Il web non è l’inferno ma nemmeno il paradiso, è una piazza neutra, ed ognuno sceglie a quale discorso vuole prendere parte e con chi.  Come per i libri, leggi quelli che preferisci e, se graditi, li lasci entrare nel tuo quotidiano, nei tuoi pensieri, nelle tue azioni, altrimenti si dimenticano presto e va bene così. È una battaglia che si gioca su un piano molto insidioso e la posta in gioco è il recupero della cultura e del suo senso, della dignità del reale, della relazione diretta “corporea”, recupero del senso dialogico e dialettico da persona a persona. La cultura deve poter migliorare la qualità della vita, la propria singolarissima vita, che è anche vita di relazione, vita di affetti, vita politica e di partecipazione. C’è bisogno di persone che sappiano pensare fino in fondo i loro pensieri, che amino studiare, che non sfuggano il contatto con l’altro e che sappiano contrattare le reciproche intolleranze senza odio e paura, perché vogliono edificare nella relazione. È possibile? Io penso di sì.

Il web è solo uno strumento e un ponte non uno scopo, e infine somiglia a chi sei tu.

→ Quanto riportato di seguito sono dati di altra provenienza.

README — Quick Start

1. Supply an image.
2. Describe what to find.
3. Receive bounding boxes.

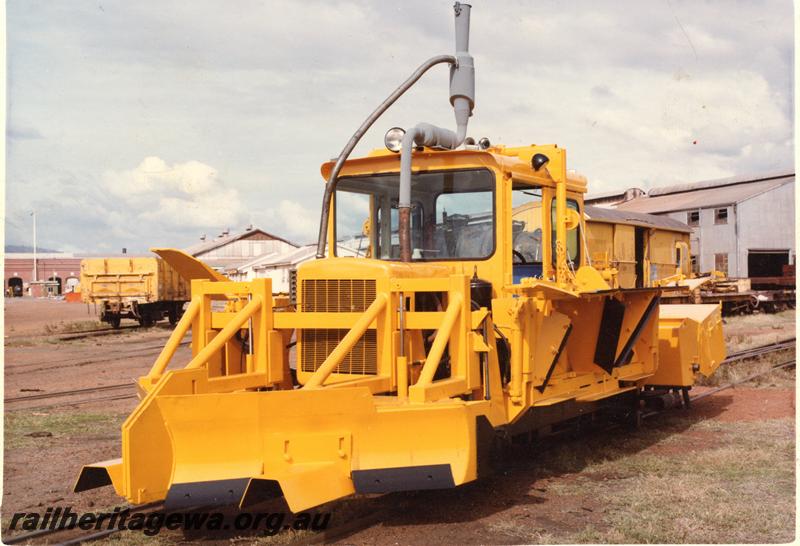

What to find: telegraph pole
[31,210,39,282]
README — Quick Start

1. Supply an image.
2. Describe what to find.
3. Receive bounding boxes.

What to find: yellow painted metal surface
[81,258,189,303]
[647,304,726,387]
[150,248,230,282]
[78,142,724,511]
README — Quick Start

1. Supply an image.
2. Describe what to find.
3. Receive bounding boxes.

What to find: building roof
[617,173,794,213]
[184,228,297,256]
[583,188,645,203]
[583,205,692,233]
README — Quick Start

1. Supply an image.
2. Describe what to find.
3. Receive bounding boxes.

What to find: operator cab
[335,169,497,262]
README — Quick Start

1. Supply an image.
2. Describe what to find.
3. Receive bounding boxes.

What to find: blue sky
[6,0,794,252]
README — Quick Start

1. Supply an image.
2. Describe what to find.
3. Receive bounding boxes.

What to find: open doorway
[47,277,61,296]
[8,277,22,298]
[747,249,789,277]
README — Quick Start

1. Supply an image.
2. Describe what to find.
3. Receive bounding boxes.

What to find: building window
[714,252,728,276]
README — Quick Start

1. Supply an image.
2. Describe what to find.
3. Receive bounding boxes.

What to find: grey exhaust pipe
[317,2,475,261]
[397,2,475,262]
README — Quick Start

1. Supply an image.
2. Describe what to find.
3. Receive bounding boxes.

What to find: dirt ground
[3,297,102,339]
[2,298,795,544]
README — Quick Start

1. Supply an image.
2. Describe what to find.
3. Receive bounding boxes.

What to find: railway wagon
[586,205,692,288]
[81,257,189,328]
[75,2,725,512]
[512,201,691,288]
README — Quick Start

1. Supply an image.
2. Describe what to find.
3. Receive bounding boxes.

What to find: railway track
[5,336,190,375]
[723,337,796,364]
[3,338,796,546]
[6,324,154,341]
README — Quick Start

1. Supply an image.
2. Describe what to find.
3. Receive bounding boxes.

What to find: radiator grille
[300,279,378,375]
[300,329,378,375]
[303,279,375,313]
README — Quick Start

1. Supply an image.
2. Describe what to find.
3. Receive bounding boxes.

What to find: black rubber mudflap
[73,466,111,493]
[594,297,625,373]
[352,464,456,493]
[164,478,250,510]
[475,415,497,478]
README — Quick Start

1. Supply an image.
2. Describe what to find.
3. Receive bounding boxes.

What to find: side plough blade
[79,370,477,512]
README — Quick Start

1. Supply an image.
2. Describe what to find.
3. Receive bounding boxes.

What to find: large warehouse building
[586,172,795,278]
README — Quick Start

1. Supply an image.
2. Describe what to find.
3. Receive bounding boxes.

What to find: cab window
[550,199,581,268]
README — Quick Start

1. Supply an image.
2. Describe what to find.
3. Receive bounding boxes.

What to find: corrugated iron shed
[584,205,692,233]
[617,174,794,213]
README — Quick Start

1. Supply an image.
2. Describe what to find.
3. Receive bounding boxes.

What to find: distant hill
[6,245,61,252]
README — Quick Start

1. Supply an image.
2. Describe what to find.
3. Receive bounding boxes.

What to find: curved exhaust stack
[397,2,475,262]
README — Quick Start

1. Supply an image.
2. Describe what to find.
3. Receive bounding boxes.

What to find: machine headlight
[383,127,406,152]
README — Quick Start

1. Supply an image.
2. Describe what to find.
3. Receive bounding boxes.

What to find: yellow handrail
[303,294,388,389]
[186,296,261,370]
[416,292,464,387]
[146,296,203,379]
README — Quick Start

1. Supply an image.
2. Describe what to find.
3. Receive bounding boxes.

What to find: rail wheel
[139,316,156,328]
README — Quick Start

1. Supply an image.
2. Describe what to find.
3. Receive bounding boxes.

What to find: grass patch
[722,309,795,352]
[5,410,125,449]
[520,417,795,544]
[42,320,103,335]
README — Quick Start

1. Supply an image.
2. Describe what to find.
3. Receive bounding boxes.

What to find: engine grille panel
[303,279,375,313]
[300,328,378,375]
[299,279,378,375]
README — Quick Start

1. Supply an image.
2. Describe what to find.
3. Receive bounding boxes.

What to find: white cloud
[103,157,247,232]
[264,199,319,244]
[7,0,794,250]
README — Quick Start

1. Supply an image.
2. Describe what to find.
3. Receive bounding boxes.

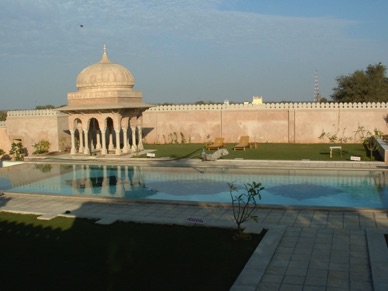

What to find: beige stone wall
[0,110,68,154]
[0,103,388,153]
[143,103,388,143]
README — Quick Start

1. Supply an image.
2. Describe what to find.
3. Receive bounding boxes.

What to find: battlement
[147,102,388,112]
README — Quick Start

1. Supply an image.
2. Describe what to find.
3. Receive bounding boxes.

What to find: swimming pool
[0,164,388,209]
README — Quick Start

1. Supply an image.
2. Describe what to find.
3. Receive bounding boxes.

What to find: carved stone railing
[7,109,65,117]
[147,102,388,111]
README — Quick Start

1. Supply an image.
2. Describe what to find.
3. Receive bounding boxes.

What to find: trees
[331,63,388,102]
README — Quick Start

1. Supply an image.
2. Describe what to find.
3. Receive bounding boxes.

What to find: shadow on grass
[0,213,264,290]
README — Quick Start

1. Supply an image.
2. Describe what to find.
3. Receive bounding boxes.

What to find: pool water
[0,164,388,209]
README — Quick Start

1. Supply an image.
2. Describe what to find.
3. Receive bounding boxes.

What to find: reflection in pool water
[0,164,388,208]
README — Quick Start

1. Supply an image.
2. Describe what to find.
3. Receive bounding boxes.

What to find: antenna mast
[314,70,321,102]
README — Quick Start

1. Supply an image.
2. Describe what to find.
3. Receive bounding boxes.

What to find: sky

[1] Edda Ducci è stata professore ordinario di filosofia della educazione presso l’Università degli Studi Roma Tre e docente presso l’Università LUMSA di Roma, dove ha insegnato la stessa materia e “filosofia morale”. Assistente di filosofia teoretica di Cornelio Fabbro in gioventù, e poi pioniera della filosofia dell’educazione in Italia. Sua è stata la prima cattedra istituita per questa disciplina nel nostro Paese, presso l’università di Bari. È stata vice presidente del comitato educazione commissione nazionale italiana per l’UNESCO.